Embedding a non-Markovian HEOM solver in superconducting-qubit calibration recovers physical revival envelopes that Markovian fits suppress, producing T2* estimates 13 to 72 times longer.

A machine-rendered reading of the paper's core claim, the machinery that carries it, and where it could break.

The paper integrates a hierarchical-equations-of-motion solver driven by a 1/f noise bath directly into a closed-loop calibration protocol chain for superconducting qubits and compares it against standard Markovian solvers in simulation. In the Ramsey channel the non-Markovian treatment yields a coherence revival whose extracted primary T2* differs from the Markovian reference by at least 13 times at 95 percent bootstrap , with point estimates reaching 28 times and 72 times on denser grids. Rabi contrast shows a small systematic drop while T1 shape remains similar except for a reduced initial occupation, indicating that bath structure appears as an explicit residual rather than being absorbed into fit errors. The added scheduling overhead stays under 10 microseconds per protocol, showing the approach fits inside existing calibration budgets.

Core claim

The Markovian fit is censored by its exponential-family numerical ceiling, while HEOM recovers a physical revival envelope whose primary T2* separates from the Markovian reference by at least 13x at 95% independent-bootstrap within the HEOM-feasible budget; the point-estimate ratio reaches >=28x on the 50-point primary-t1 grid and ~72x on the 30-point biexp-family tau_aw pivot at L=5.

What carries the argument

A Tier-1 1/f Burkard bath inside a QuTiP hierarchical-equations-of-motion solver placed inside a multi-protocol calibration DAG (Rabi followed by Ramsey or T1) that runs against pulse-level simulation backends.

If this is right

  • Calibration output can now treat bath structure as a quantifiable diagnostic rather than a hidden residual.
  • The Ramsey channel provides the strongest statistical separation while Rabi and T1 channels supply corroborative or null results.
  • The HEOM-in-loop DAG adds only 9.62 microseconds of average scheduling overhead with no meaningful latency penalty at protocol scale.
  • T1 decay shape remains identical across backends but initial occupation drops to 0.879 under the non-Markovian model and stays stable under grid densification.

Where Pith is reading between the lines

These are editorial extensions of the paper, not claims the author makes directly.

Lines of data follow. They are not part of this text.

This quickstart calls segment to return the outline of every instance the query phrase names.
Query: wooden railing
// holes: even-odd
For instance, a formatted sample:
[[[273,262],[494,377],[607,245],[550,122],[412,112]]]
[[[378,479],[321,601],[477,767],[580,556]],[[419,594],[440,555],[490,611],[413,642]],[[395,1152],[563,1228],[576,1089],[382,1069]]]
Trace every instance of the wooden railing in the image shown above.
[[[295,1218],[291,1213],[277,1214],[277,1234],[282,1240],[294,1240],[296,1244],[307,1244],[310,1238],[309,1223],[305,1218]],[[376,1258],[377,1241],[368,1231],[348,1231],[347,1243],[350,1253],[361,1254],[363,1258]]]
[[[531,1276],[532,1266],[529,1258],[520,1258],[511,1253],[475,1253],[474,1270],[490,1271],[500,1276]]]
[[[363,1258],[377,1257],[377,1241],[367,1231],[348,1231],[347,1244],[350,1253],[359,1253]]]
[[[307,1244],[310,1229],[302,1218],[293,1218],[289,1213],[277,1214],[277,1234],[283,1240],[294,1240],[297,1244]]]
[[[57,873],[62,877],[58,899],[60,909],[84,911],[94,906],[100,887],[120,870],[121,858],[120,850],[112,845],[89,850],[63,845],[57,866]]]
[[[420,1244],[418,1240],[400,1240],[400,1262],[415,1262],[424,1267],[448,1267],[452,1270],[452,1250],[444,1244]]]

  • Hardware validation on real devices would test whether the simulated revival directly improves coherence estimates used in error budgeting.
  • The same loop could be applied to other noise spectra or qubit modalities to expose platform-specific non-Markovian features.
  • Explicit reporting of bath-induced residuals might allow calibration routines to flag when Markovian assumptions break down before they affect gate fidelity.

Load-bearing premise

The Tier-1 1/f Burkard bath model and the pulse-level simulator faithfully represent the physics of real superconducting qubits so that differences between solvers indicate genuine non-Markovian signatures.

What would settle it

Running the identical Ramsey protocol on physical superconducting qubits and checking whether the measured coherence envelope exhibits the predicted revival peak and T2* ratio that the HEOM simulation produces but the Markovian simulation does not.

Figures

Figures reproduced from arXiv: 2604.21458 by Jun Ye.

Figure 1
Figure 1. Figure 1: DAG Gantt of the RABI→ {RAMSEY ∥ T1} chain. Parallel execution saves 36.9 s (43 %) over serial; average scheduling latency is 9.62 µs. Ryzen 9 7900X, 12 cores / 24 threads, 30 GiB RAM). On this machine, the headline three-backend pipeline completes in under 10 minutes of wall time.3 III. RESULTS Running the same calibration DAG once per backend yields an asymmetric three-channel fingerprint across the 3×3 … view at source ↗
Figure 2
Figure 2. Figure 2: Ramsey coherent-channel gap. (a) Three-backend 30-point com [PITH_FULL_IMAGE:figures/full_fig_p004_2.png] view at source ↗
read the original abstract

Closed-loop superconducting-qubit calibration has matured into DAG-orchestrated protocol chains, yet published frameworks treat the bath via a Markovian master equation or a phenomenological likelihood, absorbing bath structure into fit residuals instead of reporting it as a diagnostic. We integrate a QuTiP 5.x hierarchical-equations-of-motion (HEOM) solver driven by a Tier-1 1/f Burkard bath into a multi-protocol calibration DAG (Rabi -> {Ramsey || T1}) and benchmark it against sesolve and mesolve on a frozen platform in a pulse-level simulator (no hardware validation). The Ramsey channel carries the headline: the Markovian fit is censored by its exponential-family numerical ceiling, while HEOM recovers a physical revival envelope whose primary T2* separates from the Markovian reference by at least 13x at 95% independent-bootstrap confidence within the HEOM-feasible budget; the point-estimate ratio reaches >=28x on the 50-point primary-t1 grid and ~72x on the 30-point biexp-family tau_aw pivot at L=5. Rabi contrast falls 2.17% below mesolve on a noise-limited 30-point grid; the paired-bootstrap CI crosses zero, so this channel corroborates rather than independently establishes the non-Markovian signature. T1 decay shape matches across backends (beta=1.000), yet HEOM's initial occupation drops from 1.000 to 0.879 -- a bath-dressed contamination stable under a 16-point densification. The DAG adds 9.62 us average per-protocol scheduling overhead, no meaningful latency penalty at protocol granularity. HEOM-in-loop thereby changes what calibration reports: bath structure appears as a quantifiable residual rather than a hidden confound.

Editorial analysis

A structured set of objections, weighed in public.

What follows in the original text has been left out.